The biggest fund manager will be Chinese in 10 years’ time, according to the chief executive of State Street Global Advisors, which manages $2.9tn of assets globally.
Cyrus Taraporevala said the expected huge growth of the Chinese mutual fund industry, combined with the potential for Chinese companies to buy western managers, would lead to profound disruption in the sector.
“I predict that China’s full emergence into the global capital markets and the rise of Chinese mega asset managers is going to be the biggest regional shift in the history of asset management,” he said. “Time, scale and momentum are on China’s side.”
He added that assets under management in China had quadrupled since 2013to $1.7tn and were growing at 17 per cent per year. But there was much greater potential for further growth as only 8 per cent of personal financial assets were in funds, and regulators were trying to orchestrate a reallocation of capital from the country’s shadow banking sector into investment funds.
China has emerged as a key battleground for foreign asset managers trying to expand globally and take advantage of the demographic shifts in the world’s most populous country.
Mr Taraporevala, who has led the third biggest investment group by assets since November 2017, said digital disruption was also a threat to traditional fund managers. “I would not underestimate the ability of China’s fintech companies to leapfrog their western competitors,” he said.
“Companies like Ant Financial and Tencent are going to move increasingly from money market funds and deposit products into the very heart of asset management.

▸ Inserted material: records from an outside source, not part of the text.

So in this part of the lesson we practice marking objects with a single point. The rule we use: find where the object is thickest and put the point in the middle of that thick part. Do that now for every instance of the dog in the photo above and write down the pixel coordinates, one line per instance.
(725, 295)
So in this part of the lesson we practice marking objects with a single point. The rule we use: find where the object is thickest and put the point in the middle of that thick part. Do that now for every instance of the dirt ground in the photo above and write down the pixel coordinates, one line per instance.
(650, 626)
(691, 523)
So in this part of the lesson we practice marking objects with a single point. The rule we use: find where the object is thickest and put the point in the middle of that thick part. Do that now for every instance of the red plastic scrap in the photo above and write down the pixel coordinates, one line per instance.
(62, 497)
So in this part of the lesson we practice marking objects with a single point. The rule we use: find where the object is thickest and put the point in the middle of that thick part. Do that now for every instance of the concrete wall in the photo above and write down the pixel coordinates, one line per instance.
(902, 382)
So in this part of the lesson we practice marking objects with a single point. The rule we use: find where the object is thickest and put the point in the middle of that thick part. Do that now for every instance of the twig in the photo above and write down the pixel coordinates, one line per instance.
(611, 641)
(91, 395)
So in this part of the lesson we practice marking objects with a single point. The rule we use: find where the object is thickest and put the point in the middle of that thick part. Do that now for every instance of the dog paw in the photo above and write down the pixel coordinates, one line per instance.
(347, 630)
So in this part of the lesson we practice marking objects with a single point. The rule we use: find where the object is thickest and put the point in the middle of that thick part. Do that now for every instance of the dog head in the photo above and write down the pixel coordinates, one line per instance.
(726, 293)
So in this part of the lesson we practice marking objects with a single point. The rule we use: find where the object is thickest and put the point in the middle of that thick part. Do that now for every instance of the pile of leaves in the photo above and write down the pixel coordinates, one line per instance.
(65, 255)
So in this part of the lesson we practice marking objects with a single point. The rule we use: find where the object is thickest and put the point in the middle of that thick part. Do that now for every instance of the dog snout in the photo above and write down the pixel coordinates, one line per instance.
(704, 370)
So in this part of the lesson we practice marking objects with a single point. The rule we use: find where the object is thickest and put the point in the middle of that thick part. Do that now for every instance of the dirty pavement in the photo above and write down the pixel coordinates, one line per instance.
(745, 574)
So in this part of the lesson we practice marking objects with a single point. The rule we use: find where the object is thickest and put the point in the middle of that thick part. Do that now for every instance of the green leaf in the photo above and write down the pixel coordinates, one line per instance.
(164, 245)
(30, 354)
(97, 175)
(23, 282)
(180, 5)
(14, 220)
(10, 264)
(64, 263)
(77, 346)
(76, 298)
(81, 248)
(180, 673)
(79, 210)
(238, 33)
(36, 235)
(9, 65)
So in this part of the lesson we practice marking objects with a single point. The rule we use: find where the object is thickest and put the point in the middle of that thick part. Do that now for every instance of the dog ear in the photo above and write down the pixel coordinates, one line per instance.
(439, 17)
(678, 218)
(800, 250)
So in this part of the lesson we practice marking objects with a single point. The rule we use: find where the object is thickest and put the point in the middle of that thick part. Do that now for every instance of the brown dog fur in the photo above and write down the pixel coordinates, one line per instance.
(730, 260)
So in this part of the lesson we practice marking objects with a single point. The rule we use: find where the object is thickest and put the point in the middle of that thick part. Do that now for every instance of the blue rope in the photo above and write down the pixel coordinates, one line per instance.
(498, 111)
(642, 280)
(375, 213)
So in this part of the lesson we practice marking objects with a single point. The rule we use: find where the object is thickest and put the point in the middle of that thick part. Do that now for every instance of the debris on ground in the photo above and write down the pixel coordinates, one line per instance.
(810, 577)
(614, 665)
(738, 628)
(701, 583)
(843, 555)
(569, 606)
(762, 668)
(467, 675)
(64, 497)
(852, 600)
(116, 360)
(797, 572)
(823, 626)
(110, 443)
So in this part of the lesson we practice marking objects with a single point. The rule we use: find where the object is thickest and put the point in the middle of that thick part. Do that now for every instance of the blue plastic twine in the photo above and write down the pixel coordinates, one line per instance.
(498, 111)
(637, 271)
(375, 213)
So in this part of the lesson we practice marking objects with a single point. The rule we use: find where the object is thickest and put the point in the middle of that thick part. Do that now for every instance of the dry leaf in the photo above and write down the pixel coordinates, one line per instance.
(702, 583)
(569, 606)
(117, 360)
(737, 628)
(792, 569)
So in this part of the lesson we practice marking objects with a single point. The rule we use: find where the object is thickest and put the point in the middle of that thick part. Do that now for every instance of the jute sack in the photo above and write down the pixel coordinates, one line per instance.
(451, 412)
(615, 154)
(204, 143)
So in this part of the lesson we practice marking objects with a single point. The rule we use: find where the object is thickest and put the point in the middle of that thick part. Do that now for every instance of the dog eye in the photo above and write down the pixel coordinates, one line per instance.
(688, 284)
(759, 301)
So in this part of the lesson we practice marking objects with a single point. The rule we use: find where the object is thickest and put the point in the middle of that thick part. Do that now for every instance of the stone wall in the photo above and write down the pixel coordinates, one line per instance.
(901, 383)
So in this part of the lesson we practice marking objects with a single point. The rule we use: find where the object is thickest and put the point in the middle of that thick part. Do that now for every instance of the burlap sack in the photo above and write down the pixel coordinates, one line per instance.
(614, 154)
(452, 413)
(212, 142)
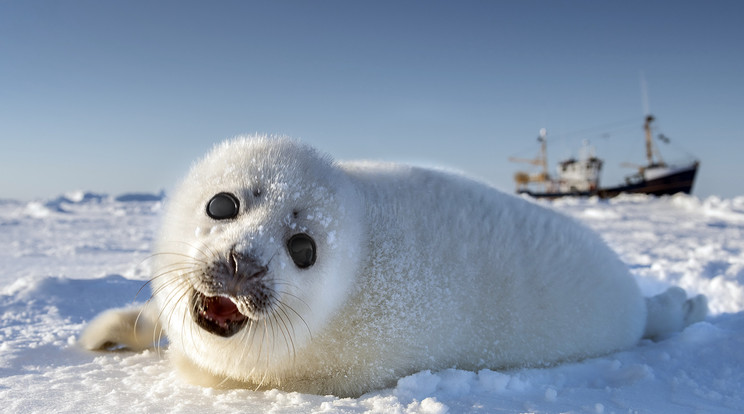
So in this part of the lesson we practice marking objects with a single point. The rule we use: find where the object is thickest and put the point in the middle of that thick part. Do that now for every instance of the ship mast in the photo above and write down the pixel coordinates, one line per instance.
(523, 178)
(650, 144)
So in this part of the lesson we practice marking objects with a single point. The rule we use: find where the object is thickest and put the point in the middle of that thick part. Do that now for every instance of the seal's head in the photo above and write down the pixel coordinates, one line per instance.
(258, 247)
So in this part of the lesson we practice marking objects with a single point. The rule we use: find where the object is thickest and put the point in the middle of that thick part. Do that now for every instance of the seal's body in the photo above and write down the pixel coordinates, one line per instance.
(277, 267)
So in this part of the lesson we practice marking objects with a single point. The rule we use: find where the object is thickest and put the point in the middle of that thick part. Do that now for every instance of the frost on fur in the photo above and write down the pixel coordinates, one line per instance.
(130, 328)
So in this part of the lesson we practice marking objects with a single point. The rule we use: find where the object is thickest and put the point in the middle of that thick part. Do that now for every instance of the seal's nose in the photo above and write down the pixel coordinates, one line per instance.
(244, 266)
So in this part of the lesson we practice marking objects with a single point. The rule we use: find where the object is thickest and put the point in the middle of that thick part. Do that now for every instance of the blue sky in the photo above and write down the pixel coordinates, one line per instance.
(118, 97)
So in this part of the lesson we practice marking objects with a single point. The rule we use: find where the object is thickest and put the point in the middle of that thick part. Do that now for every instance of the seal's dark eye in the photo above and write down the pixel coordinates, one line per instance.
(302, 250)
(223, 206)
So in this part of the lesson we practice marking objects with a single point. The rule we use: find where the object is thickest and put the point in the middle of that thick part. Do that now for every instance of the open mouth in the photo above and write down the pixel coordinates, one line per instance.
(217, 314)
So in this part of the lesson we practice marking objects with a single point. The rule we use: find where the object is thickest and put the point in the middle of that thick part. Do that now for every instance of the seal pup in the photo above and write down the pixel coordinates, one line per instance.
(278, 267)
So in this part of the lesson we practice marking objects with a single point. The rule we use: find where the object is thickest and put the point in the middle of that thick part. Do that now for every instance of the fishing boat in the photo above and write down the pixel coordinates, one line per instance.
(580, 176)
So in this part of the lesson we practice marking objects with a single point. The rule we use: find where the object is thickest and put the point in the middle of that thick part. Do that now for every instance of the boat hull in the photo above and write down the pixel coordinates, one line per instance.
(680, 181)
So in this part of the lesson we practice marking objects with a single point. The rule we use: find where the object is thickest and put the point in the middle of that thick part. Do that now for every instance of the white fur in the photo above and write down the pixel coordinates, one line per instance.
(417, 269)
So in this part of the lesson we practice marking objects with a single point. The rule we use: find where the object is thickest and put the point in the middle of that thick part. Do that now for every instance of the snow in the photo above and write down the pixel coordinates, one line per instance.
(66, 259)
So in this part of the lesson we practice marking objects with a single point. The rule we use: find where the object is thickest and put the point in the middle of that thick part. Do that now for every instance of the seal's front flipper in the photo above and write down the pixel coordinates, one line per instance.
(671, 312)
(135, 329)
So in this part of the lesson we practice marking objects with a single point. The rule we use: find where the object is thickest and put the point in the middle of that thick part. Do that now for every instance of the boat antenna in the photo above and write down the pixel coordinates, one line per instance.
(644, 95)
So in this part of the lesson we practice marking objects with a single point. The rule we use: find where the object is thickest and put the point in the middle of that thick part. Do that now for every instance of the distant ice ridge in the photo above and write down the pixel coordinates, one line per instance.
(65, 203)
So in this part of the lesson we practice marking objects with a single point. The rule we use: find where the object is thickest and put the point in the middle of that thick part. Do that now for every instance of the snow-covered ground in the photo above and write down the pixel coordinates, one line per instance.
(64, 260)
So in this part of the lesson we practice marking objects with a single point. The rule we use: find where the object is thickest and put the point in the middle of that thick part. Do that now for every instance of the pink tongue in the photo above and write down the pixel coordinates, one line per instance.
(222, 310)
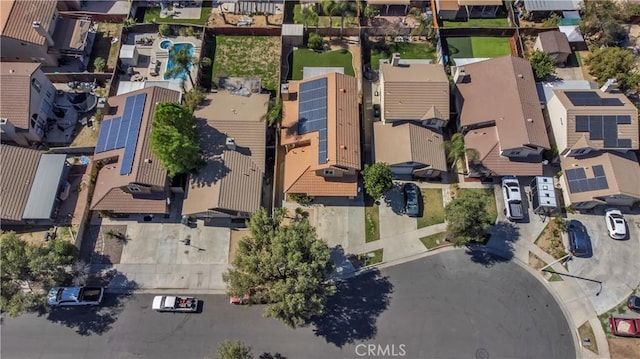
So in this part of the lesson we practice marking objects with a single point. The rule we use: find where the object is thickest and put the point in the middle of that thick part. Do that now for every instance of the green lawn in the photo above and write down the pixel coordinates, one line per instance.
(152, 15)
(478, 46)
(406, 51)
(497, 22)
(310, 58)
(489, 198)
(433, 240)
(245, 56)
(372, 222)
(433, 208)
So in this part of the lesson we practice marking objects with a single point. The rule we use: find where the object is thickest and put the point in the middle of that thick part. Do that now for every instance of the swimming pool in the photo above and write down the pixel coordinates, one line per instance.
(170, 64)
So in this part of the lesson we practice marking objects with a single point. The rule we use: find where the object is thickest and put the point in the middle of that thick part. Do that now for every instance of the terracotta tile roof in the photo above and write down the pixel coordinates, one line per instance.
(622, 173)
(18, 16)
(17, 171)
(626, 131)
(147, 168)
(343, 138)
(485, 141)
(232, 179)
(414, 92)
(503, 91)
(408, 143)
(15, 91)
(554, 42)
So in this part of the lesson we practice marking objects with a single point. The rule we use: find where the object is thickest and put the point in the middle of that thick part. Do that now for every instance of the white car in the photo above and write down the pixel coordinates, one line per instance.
(616, 224)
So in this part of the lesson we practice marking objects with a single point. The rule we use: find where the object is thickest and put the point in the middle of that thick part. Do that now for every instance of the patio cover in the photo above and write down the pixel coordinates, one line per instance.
(45, 187)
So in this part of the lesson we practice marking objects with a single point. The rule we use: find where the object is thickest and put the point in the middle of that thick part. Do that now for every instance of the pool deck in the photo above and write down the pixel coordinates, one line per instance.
(153, 52)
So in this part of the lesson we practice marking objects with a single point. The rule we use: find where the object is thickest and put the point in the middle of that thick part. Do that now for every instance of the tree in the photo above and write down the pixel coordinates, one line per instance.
(542, 64)
(28, 271)
(467, 219)
(99, 64)
(617, 63)
(194, 98)
(378, 179)
(234, 350)
(315, 41)
(182, 63)
(284, 266)
(173, 138)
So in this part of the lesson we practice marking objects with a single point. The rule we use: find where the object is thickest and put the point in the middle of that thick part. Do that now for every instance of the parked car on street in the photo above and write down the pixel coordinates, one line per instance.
(634, 303)
(376, 110)
(578, 239)
(411, 199)
(513, 207)
(625, 327)
(616, 224)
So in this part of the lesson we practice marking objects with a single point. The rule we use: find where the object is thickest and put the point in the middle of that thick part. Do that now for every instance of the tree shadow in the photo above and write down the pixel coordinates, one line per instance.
(394, 199)
(499, 246)
(350, 315)
(97, 320)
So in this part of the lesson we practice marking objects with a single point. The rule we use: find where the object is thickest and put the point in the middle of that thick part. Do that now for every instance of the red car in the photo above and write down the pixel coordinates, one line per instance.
(625, 327)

Ant Financial’s money market fund became the world’s largest money market fund in four years. Think about that.”
SSGA received approval from the Chinese regulator in December to set up an onshore investment management wholly foreign-owned enterprise structure. It has since recruited Alex Sun from HSBC’s Jintrust Fund Management to the new role of head of China and Charles Zhao from Janus Henderson as head of institutions within the country.
Jennifer Johnson, president and chief operating officer at Franklin Templeton, which manages $690bn, said China’s economy would far outweigh the US’s in a decade.
“I don’t know if the largest asset manager is going to be Chinese then, but it will be one that has worked out how to do business in China,” she added. “I don’t think you can be a large asset manager if you do not have a presence in China.”
This week the Wall Street Journal reported that BlackRock, the world’s biggest fund manager, had held talks with Tencent, the Chinese internet behemoth, about working together to produce tools for the Chinese market.
Robert Kapito, a co-founder of BlackRock, warned last year that large Asian tech companies posed a disruptive threat to traditional fund managers.